If you only want to provide SQL semantics and support write-heavy workloads with secondary indexes, then it is hard to be more efficient than MyRocks as it doesn't do reads other than those required for SQL -- fetching the row(s). There are several reasons for fetching the row(s) during processing of an UPDATE or DELETE statement including returning the affected row count and validating constraints. Getting the row requires a read from the table (if heap organized) or the PK index (if using a clustered PK index like MyRocks and InnoDB).

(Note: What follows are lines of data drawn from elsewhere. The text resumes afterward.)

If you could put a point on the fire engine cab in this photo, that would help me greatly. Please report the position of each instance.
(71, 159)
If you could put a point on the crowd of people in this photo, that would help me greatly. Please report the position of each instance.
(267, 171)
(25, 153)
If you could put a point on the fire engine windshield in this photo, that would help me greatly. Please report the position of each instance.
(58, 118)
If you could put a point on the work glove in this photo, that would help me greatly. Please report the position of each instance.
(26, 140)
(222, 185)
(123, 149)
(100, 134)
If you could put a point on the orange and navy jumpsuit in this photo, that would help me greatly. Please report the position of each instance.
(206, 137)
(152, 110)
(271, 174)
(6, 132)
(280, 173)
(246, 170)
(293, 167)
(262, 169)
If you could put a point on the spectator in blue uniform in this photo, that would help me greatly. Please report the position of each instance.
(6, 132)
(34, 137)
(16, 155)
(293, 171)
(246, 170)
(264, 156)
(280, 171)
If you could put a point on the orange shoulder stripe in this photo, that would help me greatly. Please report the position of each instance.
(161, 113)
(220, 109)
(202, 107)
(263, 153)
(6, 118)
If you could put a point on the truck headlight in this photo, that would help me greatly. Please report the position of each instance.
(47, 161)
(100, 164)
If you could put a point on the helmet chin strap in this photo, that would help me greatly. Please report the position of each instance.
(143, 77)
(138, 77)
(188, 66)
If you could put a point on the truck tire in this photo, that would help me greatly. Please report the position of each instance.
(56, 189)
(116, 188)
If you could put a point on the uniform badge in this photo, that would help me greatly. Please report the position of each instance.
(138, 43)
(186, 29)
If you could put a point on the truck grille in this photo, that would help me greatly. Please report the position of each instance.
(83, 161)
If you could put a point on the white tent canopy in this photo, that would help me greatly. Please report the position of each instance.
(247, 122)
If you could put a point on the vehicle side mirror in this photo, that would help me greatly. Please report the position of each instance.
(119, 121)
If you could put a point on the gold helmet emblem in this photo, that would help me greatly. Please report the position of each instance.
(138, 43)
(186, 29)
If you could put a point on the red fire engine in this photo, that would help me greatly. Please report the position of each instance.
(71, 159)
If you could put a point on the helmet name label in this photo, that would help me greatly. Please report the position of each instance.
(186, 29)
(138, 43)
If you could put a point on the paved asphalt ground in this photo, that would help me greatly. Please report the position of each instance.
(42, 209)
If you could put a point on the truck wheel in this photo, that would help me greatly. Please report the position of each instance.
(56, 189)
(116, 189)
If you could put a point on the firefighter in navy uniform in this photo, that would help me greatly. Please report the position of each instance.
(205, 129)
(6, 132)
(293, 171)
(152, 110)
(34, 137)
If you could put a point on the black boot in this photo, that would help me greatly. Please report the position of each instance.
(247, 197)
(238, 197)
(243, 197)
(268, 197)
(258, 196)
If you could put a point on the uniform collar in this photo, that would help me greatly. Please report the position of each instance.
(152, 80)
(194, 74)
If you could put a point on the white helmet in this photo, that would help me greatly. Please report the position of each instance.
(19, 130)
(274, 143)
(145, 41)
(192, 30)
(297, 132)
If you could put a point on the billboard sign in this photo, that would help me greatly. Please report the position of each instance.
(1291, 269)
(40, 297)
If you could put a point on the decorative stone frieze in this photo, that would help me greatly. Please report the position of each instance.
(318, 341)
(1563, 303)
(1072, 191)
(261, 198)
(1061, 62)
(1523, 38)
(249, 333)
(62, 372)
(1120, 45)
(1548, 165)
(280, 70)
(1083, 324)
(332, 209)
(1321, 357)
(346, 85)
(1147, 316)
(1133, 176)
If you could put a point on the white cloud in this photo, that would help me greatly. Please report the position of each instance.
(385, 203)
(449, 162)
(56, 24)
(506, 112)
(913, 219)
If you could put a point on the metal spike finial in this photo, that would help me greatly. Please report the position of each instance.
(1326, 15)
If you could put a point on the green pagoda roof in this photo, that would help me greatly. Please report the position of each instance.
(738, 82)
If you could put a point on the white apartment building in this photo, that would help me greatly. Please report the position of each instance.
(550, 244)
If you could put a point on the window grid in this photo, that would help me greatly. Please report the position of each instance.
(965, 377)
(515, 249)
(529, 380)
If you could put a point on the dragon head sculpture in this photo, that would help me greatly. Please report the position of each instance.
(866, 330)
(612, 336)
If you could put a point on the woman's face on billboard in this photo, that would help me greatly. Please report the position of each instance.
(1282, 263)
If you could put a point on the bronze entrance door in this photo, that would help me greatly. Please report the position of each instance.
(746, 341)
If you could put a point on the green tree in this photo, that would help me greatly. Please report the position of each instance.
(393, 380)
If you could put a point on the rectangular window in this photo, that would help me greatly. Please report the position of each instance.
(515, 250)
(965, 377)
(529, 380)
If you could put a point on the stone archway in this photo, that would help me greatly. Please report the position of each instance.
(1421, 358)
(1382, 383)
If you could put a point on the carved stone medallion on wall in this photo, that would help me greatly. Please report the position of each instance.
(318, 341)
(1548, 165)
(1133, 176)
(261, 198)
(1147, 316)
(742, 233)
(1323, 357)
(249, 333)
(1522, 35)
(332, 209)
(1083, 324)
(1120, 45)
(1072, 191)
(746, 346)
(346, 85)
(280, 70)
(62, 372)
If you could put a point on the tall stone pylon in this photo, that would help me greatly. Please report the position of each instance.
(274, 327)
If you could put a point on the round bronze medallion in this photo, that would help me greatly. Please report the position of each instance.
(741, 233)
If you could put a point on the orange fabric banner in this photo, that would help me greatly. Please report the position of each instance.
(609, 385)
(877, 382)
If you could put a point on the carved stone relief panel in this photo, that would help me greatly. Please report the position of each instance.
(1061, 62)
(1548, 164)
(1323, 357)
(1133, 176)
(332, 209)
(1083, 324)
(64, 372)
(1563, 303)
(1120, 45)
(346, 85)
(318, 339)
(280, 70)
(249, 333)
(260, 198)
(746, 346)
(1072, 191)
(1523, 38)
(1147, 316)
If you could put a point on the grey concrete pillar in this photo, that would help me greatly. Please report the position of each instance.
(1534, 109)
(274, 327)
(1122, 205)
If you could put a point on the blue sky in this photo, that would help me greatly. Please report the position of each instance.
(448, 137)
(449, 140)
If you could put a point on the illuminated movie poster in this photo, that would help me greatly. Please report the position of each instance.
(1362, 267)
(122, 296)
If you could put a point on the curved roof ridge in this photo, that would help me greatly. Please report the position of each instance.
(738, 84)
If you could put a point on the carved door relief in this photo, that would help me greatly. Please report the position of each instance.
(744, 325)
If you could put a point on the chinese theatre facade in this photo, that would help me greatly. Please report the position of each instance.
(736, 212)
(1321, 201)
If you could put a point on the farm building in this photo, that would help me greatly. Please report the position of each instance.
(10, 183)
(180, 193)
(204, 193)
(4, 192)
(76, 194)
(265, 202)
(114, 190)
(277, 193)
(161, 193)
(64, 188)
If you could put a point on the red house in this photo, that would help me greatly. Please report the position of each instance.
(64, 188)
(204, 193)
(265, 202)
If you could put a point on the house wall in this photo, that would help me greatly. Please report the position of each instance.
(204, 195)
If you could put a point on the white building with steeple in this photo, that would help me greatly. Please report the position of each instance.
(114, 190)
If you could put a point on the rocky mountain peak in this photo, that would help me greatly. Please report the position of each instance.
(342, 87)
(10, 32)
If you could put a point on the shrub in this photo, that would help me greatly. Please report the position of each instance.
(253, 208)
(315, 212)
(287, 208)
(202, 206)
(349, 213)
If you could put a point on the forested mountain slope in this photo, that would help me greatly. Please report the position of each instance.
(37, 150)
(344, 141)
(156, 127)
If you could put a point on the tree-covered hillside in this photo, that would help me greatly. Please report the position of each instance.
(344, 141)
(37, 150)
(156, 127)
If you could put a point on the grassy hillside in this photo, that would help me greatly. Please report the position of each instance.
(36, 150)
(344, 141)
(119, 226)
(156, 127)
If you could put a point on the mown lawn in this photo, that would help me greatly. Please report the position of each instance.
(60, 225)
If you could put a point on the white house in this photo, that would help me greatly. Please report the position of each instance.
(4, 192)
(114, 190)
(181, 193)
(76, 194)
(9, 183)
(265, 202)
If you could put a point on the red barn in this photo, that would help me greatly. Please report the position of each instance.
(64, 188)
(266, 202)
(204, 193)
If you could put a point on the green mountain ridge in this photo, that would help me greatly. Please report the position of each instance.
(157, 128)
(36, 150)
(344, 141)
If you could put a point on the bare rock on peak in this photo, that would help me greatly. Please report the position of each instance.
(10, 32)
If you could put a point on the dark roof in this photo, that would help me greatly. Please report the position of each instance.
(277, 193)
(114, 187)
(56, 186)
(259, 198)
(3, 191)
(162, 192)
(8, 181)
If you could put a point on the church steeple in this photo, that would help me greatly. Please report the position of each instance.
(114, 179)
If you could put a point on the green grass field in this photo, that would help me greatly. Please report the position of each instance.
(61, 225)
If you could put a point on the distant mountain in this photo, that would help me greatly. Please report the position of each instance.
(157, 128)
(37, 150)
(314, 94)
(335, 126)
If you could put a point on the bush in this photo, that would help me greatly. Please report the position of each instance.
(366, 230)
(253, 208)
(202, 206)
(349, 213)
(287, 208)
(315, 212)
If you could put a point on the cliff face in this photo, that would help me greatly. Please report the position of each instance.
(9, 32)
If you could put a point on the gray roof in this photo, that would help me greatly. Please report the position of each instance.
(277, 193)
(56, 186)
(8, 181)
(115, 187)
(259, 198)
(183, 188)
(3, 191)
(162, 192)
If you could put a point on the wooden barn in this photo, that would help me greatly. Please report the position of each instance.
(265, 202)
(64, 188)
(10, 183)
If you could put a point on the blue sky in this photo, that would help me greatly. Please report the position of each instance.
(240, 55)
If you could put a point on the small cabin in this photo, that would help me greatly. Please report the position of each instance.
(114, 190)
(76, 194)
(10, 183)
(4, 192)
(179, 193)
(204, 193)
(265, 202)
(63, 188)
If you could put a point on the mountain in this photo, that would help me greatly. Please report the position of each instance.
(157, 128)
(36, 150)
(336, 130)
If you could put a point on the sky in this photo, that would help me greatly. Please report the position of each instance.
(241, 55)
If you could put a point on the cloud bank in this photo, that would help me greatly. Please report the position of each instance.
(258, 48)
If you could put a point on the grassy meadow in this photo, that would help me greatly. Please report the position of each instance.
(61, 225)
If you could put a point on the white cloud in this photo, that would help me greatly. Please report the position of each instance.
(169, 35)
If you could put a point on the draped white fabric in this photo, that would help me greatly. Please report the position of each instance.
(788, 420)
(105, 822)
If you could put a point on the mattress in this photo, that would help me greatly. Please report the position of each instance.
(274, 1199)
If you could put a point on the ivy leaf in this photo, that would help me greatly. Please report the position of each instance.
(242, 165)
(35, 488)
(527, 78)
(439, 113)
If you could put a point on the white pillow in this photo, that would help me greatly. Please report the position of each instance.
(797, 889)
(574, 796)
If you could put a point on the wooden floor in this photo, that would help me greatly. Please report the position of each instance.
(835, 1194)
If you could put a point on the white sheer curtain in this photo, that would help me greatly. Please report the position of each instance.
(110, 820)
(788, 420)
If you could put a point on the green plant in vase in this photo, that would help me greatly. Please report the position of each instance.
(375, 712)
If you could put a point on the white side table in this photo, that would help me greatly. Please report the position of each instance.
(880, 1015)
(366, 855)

If you are willing to give up SQL semantics then it is possible to be read-free -- no reads for secondary index maintenance, no reads to get the base row. This is explained in the Tarantool paper but that solution has a cost -- all secondary index entries must be validated by reading the base row because they can be stale (invalid). The validation isn't that different from what can happen in Postgres and InnoDB when vacuum and purge get behind and index-only queries might not be index-only.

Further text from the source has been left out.